CONSUMER_KEY = keys['consumer_key']
CONSUMER_SECRET = keys['consumer_secret']
ACCESS_TOKEN = keys['access_token']
ACCESS_TOKEN_SECRET = keys['access_token_secret']

auth = tweepy.OAuthHandler(CONSUMER_KEY, CONSUMER_SECRET)
auth.set_access_token(ACCESS_TOKEN, ACCESS_TOKEN_SECRET)
api = tweepy.API(auth)

twts = api.search(q="Hello World!")

#list of specific strings we want to check for in Tweets
t = ['Hello world!',
    'Hello World!',
    'Hello World!!!',
    'Hello world!!!',
    'Hello, world!',
    'Hello, World!']

for s in twt:
    for i in t:
        if i == s.text:
            sn = s.user.screen_name
            m = "@%s Hello!" % (sn)
            s = api.update_status(m, s.id)

Let’s walk through this.

First, as you will recall from our previous tutorial, we import tweepy. Then, with this line we import our keys dictionary from our keys.py module:

from keys import keys

We next set our constants for authorization and connect with the API.

CONSUMER_KEY = keys['consumer_key']
CONSUMER_SECRET = keys['consumer_secret']
ACCESS_TOKEN = keys['access_token']
ACCESS_TOKEN_SECRET = keys['access_token_secret']

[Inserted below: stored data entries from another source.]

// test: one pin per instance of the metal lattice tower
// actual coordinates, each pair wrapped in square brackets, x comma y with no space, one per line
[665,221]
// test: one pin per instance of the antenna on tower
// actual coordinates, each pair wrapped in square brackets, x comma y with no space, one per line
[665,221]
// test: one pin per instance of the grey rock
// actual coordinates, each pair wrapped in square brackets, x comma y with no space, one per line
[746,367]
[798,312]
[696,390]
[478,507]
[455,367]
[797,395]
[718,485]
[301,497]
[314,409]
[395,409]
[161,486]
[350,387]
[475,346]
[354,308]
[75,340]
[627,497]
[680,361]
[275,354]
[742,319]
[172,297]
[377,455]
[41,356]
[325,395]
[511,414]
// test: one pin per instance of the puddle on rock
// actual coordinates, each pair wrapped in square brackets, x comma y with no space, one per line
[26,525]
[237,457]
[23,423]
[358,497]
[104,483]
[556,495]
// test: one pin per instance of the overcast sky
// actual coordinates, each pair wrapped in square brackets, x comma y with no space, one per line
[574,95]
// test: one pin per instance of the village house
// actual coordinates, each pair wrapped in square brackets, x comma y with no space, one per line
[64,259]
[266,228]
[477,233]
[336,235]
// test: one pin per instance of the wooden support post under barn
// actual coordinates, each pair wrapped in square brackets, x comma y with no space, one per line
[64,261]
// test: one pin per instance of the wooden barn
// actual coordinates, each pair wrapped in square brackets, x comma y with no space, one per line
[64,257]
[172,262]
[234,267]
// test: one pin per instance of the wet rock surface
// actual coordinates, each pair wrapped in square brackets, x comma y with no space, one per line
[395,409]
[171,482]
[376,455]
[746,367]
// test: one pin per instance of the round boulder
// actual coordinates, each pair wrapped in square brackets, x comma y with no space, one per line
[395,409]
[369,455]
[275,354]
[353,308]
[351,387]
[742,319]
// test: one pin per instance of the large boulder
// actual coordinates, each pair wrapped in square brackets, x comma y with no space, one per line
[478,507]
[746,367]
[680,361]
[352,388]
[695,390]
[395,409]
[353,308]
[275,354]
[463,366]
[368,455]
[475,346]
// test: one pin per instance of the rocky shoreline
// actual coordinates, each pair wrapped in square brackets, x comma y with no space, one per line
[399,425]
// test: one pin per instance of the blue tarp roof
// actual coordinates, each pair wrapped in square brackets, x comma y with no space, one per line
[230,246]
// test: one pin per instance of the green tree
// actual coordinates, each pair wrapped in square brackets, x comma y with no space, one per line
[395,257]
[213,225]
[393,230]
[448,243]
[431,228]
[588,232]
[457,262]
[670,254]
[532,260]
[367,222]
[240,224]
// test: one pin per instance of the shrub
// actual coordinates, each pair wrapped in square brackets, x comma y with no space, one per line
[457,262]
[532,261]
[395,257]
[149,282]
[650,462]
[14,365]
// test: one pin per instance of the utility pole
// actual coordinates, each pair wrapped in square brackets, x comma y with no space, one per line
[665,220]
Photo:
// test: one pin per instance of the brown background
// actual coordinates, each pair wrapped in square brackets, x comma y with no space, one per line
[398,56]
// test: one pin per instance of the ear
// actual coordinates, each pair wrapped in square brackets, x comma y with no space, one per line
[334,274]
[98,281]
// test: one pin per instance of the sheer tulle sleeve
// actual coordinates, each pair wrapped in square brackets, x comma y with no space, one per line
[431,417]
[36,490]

auth = tweepy.OAuthHandler(CONSUMER_KEY, CONSUMER_SECRET)
auth.set_access_token(ACCESS_TOKEN, ACCESS_TOKEN_SECRET)
api = tweepy.API(auth)

Using the search method from the API, we run a query for the string “Hello World!”, and store it in the variable, twt:

twt = api.search(q="Hello World!")

The great thing about Twitter is that you can write robots. The bad thing is that other people can write robots. There’s a particularly annoying variety that Tweets something along these lines:

Hello! Please follow. It would mean the world to me.

Unfortunately, our search query collects these because it features the words “hello” and “world”. So let’s create a list of specific strings we want to reply to:

t = ['Hello world!',
    'Hello World!',
    'Hello World!!!',
    'Hello world!!!',
    'Hello, world!',
    'Hello, World!']

Searching for specific strings has the added benefit of disregarding Tweets filled with profanity, which, if our goal is to be professional, we don’t want to reply to.

Now we run our nested for loops, iterating over our list of Tweets first, then over our list of strings, finally checking if our Tweet is equal to our string. If so, we reply:

for s in twt:
    for i in t:
        if i == s.text:
            sn = s.user.screen_name
            m = "@%s Hello!" % (sn)
            s = api.update_status(m, s.id)

From our status object, s, we assign the user’s screen name, user.screen_name, to the variable sn. Next we create our message, m. We want the Tweet to begin with the users Twitter handle so it doesn’t appear in our timeline and annoy our followers. Lastly, we post our status update.

When the world says “Hello!”, you can now automatically respond.